[EDIT: Thanks to an astute comment from a reader of the blog, certain facts and context have been added to correct a mischaracterization of the Spanish economy and its parallels—rather, glaring lack thereof—with the Greek economy. Much thanks to zalacain.]
In 2010, when Greece was in the process of receiving its first—of three—international bailout packages, its fellow Mediterranean nation, Spain, was in some respects soon to face a similar option. Though Spain’s bailout came two years later in 2012, potentially totaling a sum approaching the €110 billion Greece received in 2010, the Iberian nation ultimately tapped into only about 40% of the available funds before its financial institutions were sufficiently recapitalized. (Now, Spain is even a net creditor to some of its European partners.) At the same time, Greece received its second hundred-billion-euro bailout package in 2012, the result of which is now a third round of debt.
From the beginning of their distinct bailout scenarios—however similar in their original conception—the two European Union member nations have charted widely divergent paths to the present-day, with one economy sinking further into crisis (Greece) and the other emerging as the fastest-growing economy in the eurozone.
What was so different for Spain compared to Greece?
A Matter of Dissimilar Economies
Unlike Greece, Spain wasn’t thrown into crisis because the country was already burdened by debt; rather, its economy tanked due to a bursting of greatly inflated housing and construction bubbles, no doubt spurred by the larger-scale trend of the same kind in the United States. An ambitious expansion in construction activity helped Spain ride high prior to the financial crisis of 2007-2008, but afterward, it feel into a deep recession (felt globally) that at one point dragged unemployment levels to 25%—nearly the same as Greece today.
Yet, the areas of overlap between the two countries’ subsequent reaction to their respective bailouts become fewer and farther between the more that superficial connections, like their shared geographic identity relative to Northern Europe, fall away.
A substantially different approach to austerity helped Spain in part avoid the same fate as Greece, steering clear of the snowballing trap of ever-more crippling debt. By implementing spending cuts and reforms to its economy, Spain succeeded in the gradual process of getting its finances in order once again. The success of these measures was made possible through the solid infrastructure and other robust elements of the Spanish economy that can be seen clearly today: its industrial productivity rivals Italy’s—surpasses Great Britain’s—and only Germany manufactures more cars in Europe.

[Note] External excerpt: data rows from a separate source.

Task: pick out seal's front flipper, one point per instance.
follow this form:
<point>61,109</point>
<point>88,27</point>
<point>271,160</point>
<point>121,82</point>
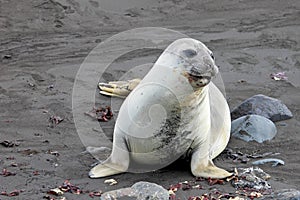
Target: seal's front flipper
<point>118,88</point>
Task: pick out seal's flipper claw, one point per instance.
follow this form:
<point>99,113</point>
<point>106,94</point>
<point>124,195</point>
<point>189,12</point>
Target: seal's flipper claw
<point>111,94</point>
<point>107,169</point>
<point>211,171</point>
<point>118,88</point>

These elements in the real economy were largely absent in the case of Greece. The Greeks likewise passed a litany of austerity measures through parliament, but quite conversely continued to secretly engage in deficit spending far beyond reasonable means in order to prop up an economy that lacked the same structural strength and integrity of Spain’s, instead relying heavily on the ebb and flow of travel, tourism, and hospitality, all of which dried up considerably after the onset of the crisis. All-important cross-border capital flows followed suit; while foreign investment has since recovered in Spain, Greece can hardly keep money from fleeing the country.
Moreover, the political currents in the two countries began to diverge, as if often the case when economic outcomes grow equally disparate for the people. While Spain voted a socialist government out of power in 2011, instead entrusting the center-right government of Mariano Rajoy, Greece replaced its governing coalition by voting the extreme-left Syriza party into power less than a year ago. Though the leftist Podemos party is still a sizable minority in the General Courts (the Spanish parliament), the current government is likely to remain in power after such favorable economic results during its time in office. Greece’s socialist administration, meanwhile, enjoys no such security even in the near-term as its governing coalition teeters on the constant threat of reshuffle.
As we enter the third quarter of 2015, Spain’s economy is shining bright as the most resilient on the continent. A gauge of services activity from Markit registered near a 9-year high while similar measures for the euro area as a whole fell marginally. Spain was one of the first EU members to exit recession (in 2013), has far outpaced the rest of Europe in GDP growth, and continues to absorb travel demand that has diverted from Greece: Tourism is actually at record levels. IMF estimates call for a 3.1% increase in Spanish GDP this year, twice the average rate for the other 19 eurozone nations.
While the ECB QE (money printing) program surely had something to do with the turnaround for the eurozone broadly, some point to the precipitous drop in oil prices as another advantage for Spain, as it imports 75% of its energy resources, roughly 50% more than the average among its European neighbors. This, however, is somewhat mitigated by the growth (both in domestic use and exports) of renewable energy solutions such as wind power. By and large, Spain could never have dug itself out of such a hole without smart fiscal policy and a sharp rebound in its underlying productivity.
Greek Prime Minister Alexis Tsipras (pictured) announced on Wednesday that negotiations with the country’s creditors are nearing a resolution, with the two sides hashing out how the most recent €86-billion bailout will be implemented. Whatever form the austerity measures attached to this third bailout take, the Greek government would be wise to take a page out of Spain’s playbook. Said playbook may as well be titled, “The Path Toward Productivity,” because no matter what changes it implements, Greece cannot recover without this goal in mind.